1 Soft switching technology to reduce switching loss and switching noise
Soft switching is an advanced switching technology based on resonance technology or using control technology in zero voltage/current state developed on the basis of hard switching.
The realization method of soft switching is: adding small inductors, capacitors and other resonant components in the original circuit, introducing resonance before and after the switching process, and eliminating the overlap of voltage and current. Figure 2 shows a basic switching unit using soft switching technology.
Use shielding to suppress radiated and induced interference
The interference spectrum of the switching power supply is concentrated in the frequency band below 30MHz, and the diameter r<λ/2π is mainly an electromagnetic field of near-field nature, and it is a low-impedance field.
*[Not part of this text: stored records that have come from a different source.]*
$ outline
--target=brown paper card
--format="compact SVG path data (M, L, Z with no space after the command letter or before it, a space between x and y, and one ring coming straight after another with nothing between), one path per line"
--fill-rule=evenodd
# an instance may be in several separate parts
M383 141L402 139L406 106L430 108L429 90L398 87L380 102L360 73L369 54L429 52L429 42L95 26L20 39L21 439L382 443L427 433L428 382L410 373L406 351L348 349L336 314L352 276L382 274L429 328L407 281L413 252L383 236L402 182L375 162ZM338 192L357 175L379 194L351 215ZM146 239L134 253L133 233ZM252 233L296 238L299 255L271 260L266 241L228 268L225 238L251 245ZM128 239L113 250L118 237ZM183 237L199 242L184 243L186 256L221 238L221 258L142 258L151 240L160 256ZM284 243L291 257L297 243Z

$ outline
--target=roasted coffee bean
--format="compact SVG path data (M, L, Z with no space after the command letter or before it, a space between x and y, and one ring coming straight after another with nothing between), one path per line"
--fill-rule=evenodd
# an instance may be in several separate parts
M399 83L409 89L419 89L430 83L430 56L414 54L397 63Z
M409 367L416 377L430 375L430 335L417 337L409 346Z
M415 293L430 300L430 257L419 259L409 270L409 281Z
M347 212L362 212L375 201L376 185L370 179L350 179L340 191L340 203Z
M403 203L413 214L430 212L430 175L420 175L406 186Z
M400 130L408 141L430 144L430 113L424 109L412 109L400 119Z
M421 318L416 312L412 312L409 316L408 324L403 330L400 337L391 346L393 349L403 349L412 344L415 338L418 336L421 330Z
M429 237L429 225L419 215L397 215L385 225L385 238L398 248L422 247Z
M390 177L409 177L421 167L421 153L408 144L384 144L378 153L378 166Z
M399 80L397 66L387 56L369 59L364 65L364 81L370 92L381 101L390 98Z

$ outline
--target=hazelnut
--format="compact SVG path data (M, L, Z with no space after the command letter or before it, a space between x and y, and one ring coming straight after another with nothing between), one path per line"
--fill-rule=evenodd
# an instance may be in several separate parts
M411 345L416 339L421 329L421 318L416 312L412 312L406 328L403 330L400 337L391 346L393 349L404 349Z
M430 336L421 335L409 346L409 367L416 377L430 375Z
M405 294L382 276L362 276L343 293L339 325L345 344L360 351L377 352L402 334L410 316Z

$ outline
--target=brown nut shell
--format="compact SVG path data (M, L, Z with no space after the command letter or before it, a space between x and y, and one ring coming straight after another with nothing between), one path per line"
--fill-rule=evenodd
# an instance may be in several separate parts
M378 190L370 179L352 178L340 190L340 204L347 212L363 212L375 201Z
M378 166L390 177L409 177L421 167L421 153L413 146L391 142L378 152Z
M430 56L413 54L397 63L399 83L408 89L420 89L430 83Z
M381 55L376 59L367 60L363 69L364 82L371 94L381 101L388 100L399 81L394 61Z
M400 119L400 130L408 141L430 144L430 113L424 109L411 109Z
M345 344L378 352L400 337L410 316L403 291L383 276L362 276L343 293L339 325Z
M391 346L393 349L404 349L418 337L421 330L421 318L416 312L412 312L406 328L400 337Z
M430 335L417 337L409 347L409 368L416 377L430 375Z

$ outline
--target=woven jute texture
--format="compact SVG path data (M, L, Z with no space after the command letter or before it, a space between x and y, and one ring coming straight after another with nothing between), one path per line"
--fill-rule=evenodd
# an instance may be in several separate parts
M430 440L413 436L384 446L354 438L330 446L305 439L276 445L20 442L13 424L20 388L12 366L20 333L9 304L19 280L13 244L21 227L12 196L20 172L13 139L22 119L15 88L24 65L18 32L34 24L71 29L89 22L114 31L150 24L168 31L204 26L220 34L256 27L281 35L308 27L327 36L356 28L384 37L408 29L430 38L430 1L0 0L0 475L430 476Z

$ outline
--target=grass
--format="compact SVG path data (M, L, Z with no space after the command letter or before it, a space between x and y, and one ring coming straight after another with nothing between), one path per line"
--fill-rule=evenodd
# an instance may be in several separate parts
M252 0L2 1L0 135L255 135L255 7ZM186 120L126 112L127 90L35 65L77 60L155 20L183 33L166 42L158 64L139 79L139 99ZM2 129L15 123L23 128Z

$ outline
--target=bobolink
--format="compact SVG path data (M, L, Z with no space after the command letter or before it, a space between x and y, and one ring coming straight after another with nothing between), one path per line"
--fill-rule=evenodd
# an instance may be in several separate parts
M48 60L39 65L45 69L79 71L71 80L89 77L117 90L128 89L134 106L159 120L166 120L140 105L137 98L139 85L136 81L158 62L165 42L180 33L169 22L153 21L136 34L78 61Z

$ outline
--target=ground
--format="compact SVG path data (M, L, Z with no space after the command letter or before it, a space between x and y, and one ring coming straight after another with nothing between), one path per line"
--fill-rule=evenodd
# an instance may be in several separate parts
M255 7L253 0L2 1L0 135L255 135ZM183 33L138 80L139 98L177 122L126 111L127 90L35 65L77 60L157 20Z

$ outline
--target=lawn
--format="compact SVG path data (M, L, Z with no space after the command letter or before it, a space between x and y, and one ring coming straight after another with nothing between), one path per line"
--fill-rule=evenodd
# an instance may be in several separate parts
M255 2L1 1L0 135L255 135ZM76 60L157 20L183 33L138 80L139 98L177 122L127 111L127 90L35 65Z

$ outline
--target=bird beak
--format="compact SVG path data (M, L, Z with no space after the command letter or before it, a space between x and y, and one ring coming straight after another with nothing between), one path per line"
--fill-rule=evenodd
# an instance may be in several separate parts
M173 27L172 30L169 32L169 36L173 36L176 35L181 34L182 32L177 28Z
Materials with good electrical conductivity can be used to shield the electric field, while materials with high magnetic permeability can be used to shield the magnetic field. In addition, effective shielding measures should be taken for transformers, inductors, power devices, etc. The ventilation holes on the shielding shell are preferably circular, and the number of holes can be many if ventilation conditions are satisfied, and the size of each hole should be as small as possible. The seams are to be welded to ensure electromagnetic continuity. Filtering measures should be taken at the lead-in and lead-out lines of the shielded enclosure. For electric field shielding, the shielding case must be grounded. For magnetic field shielding, the shielded case does not need to be grounded.